Child Protection

At Victoria Park School all staff have a clear understanding of our role in keeping children safe.  We are knowledgeable about what Child Protection means as well as the procedures and policies we follow to ensure children are protected from harm.

The Child Protection Officer at Victoria Park School is:

Kirsty McKellar (Head Teacher)

 

Child abuse and neglect can be defined as:

Physical Abuse:  Physical abuse is the causing of physical harm to a child or young person. Physical abuse may involve hitting, shaking, throwing, poisoning, burning or scalding, drowning or suffocating. Physical harm may also be caused when a parent or carer feigns the symptoms of, or deliberately causes, ill health to a child they are looking after.

Emotional Abuse:  Emotional abuse is persistent emotional neglect or ill treatment that has severe and persistent adverse effects on a child’s emotional development. It may involve conveying to a child that they are worthless or unloved, inadequate or valued only insofar as they meet the needs of another person. It may involve the imposition of age- or developmentally-inappropriate expectations on a child. It may involve causing children to feel frightened or in danger, or exploiting or corrupting children. Some level of emotional abuse is present in all types of ill treatment of a child; it can also occur independently of other forms of abuse.

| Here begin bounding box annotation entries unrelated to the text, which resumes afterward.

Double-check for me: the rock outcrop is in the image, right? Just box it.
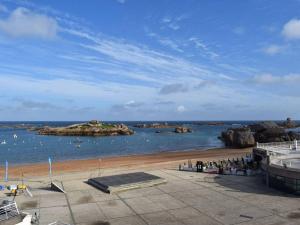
[221,128,255,148]
[220,121,300,148]
[38,120,134,136]
[134,123,177,128]
[174,127,192,133]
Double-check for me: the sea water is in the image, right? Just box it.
[0,121,255,165]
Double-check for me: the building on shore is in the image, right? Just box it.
[253,140,300,195]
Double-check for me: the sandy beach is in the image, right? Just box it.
[0,148,252,178]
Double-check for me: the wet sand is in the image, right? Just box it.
[0,148,252,178]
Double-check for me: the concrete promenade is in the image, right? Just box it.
[0,168,300,225]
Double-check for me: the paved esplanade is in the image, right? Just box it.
[3,169,300,225]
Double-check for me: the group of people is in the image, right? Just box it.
[179,154,258,175]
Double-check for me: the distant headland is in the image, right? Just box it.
[37,120,134,136]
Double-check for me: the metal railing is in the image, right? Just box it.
[48,221,70,225]
[256,140,298,150]
[0,202,20,221]
[256,140,300,155]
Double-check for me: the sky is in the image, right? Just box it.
[0,0,300,121]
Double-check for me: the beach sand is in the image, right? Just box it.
[0,148,252,178]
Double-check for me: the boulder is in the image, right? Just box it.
[248,121,279,132]
[282,117,297,128]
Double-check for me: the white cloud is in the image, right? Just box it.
[0,7,58,39]
[251,74,300,84]
[263,45,284,55]
[282,19,300,40]
[189,37,219,59]
[176,105,186,113]
[0,4,8,13]
[219,73,236,81]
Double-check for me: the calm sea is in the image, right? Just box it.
[0,121,262,165]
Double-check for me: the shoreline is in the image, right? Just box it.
[0,148,252,178]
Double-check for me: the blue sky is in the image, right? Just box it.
[0,0,300,120]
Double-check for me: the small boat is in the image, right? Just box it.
[73,138,83,144]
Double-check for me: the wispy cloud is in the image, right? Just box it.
[263,45,286,56]
[251,74,300,85]
[189,37,219,59]
[161,14,188,31]
[0,7,58,39]
[281,19,300,40]
[159,84,189,95]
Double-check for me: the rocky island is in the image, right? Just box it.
[134,123,178,129]
[38,120,134,136]
[174,127,192,133]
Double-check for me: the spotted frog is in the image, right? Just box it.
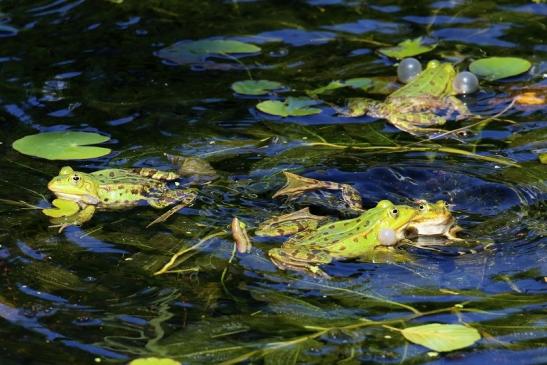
[405,200,462,241]
[268,200,418,278]
[346,60,471,135]
[48,166,197,230]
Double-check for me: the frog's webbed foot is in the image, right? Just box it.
[146,188,197,228]
[443,96,473,120]
[272,171,363,211]
[49,205,95,233]
[340,98,383,117]
[268,248,331,279]
[131,167,180,181]
[255,207,327,237]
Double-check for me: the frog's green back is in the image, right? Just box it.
[388,60,456,99]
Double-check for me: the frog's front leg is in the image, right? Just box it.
[146,188,198,209]
[342,98,383,117]
[386,113,446,136]
[444,96,473,120]
[50,205,96,233]
[131,167,180,181]
[268,248,332,279]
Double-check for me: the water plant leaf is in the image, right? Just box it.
[128,357,180,365]
[12,131,111,160]
[42,199,80,218]
[378,37,437,60]
[469,57,532,81]
[256,96,321,117]
[232,80,283,95]
[401,323,481,352]
[157,39,260,65]
[307,77,394,96]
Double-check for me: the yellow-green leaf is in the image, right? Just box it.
[128,357,180,365]
[256,97,321,117]
[42,199,80,218]
[12,131,111,160]
[232,80,283,95]
[378,37,437,60]
[401,323,481,352]
[469,57,532,81]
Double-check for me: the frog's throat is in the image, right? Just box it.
[53,191,99,205]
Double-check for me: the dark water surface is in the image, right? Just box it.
[0,0,547,365]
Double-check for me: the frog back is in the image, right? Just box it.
[92,169,166,209]
[286,208,377,258]
[388,60,456,100]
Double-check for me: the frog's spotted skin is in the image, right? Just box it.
[348,61,471,135]
[48,166,197,229]
[407,200,461,240]
[268,200,417,277]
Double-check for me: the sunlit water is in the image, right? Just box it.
[0,0,547,364]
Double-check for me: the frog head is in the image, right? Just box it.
[407,200,455,236]
[47,166,99,205]
[373,200,418,240]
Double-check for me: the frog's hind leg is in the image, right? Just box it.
[131,167,180,181]
[146,189,197,228]
[386,113,446,136]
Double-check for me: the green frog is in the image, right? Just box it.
[268,200,418,278]
[346,60,471,135]
[405,200,462,241]
[48,166,197,230]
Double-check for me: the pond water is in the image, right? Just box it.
[0,0,547,364]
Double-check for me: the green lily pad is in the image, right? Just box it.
[307,77,394,96]
[12,132,111,160]
[401,323,481,352]
[157,39,260,65]
[256,97,321,117]
[232,80,283,95]
[42,199,80,218]
[128,357,180,365]
[378,37,437,60]
[469,57,532,81]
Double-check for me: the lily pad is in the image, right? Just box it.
[401,323,481,352]
[128,357,180,365]
[232,80,283,95]
[378,37,437,60]
[157,39,260,65]
[42,199,80,218]
[256,97,321,117]
[307,77,394,96]
[469,57,532,81]
[12,132,111,160]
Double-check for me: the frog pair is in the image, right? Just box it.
[344,60,471,135]
[255,200,460,278]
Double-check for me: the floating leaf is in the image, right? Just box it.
[308,77,395,96]
[378,37,437,60]
[128,357,180,365]
[232,80,283,95]
[157,39,260,65]
[469,57,532,81]
[256,97,321,117]
[12,132,111,160]
[42,199,80,218]
[401,323,481,352]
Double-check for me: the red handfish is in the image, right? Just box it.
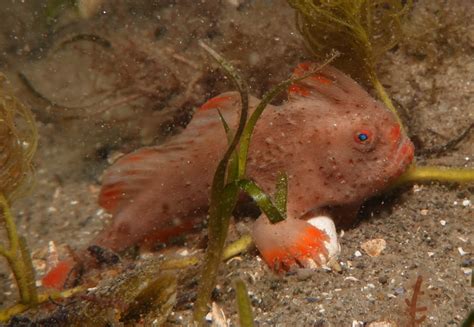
[44,63,414,288]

Sexual Abuse:  Sexual abuse is any act that involves the child in any activity for the sexual gratification of another person, whether or not it is claimed that the child either consented or assented. Sexual abuse involves forcing or enticing a child to take part in sexual activities, whether or not the child is aware of what is happening. The activities may involve physical contact, including penetrative or non-penetrative acts. They may include non-contact activities, such as involving children in looking at, or in the production of, pornographic material or in watching sexual activities, using sexual language towards a child or encouraging children to behave in sexually inappropriate ways.

Neglect:  Neglect is the persistent failure to meet a child’s basic physical and/or psychological needs, likely to result in the serious impairment of the child’s health or development. It may involve a parent or carer failing to provide adequate food, shelter and clothing, to protect a child from physical harm or danger, or to ensure access to appropriate medical care or treatment. It may also include neglect of, or failure to respond to, a child’s basic emotional needs.

Neglect may also result in the child being diagnosed as suffering from ‘non-organic failure to thrive’ where they have significantly failed to reach normal weight and growth or development milestones and where physical and genetic reasons have been medically eliminated. In its extreme form children can be at serious risk from the effects of malnutrition, lack of nurturing and stimulation. This can lead to serious long-term effects such as greater susceptibility to serious childhood illnesses and reduction in potential stature. With young children in particular, the consequences may be life-threatening within a relatively short period of time.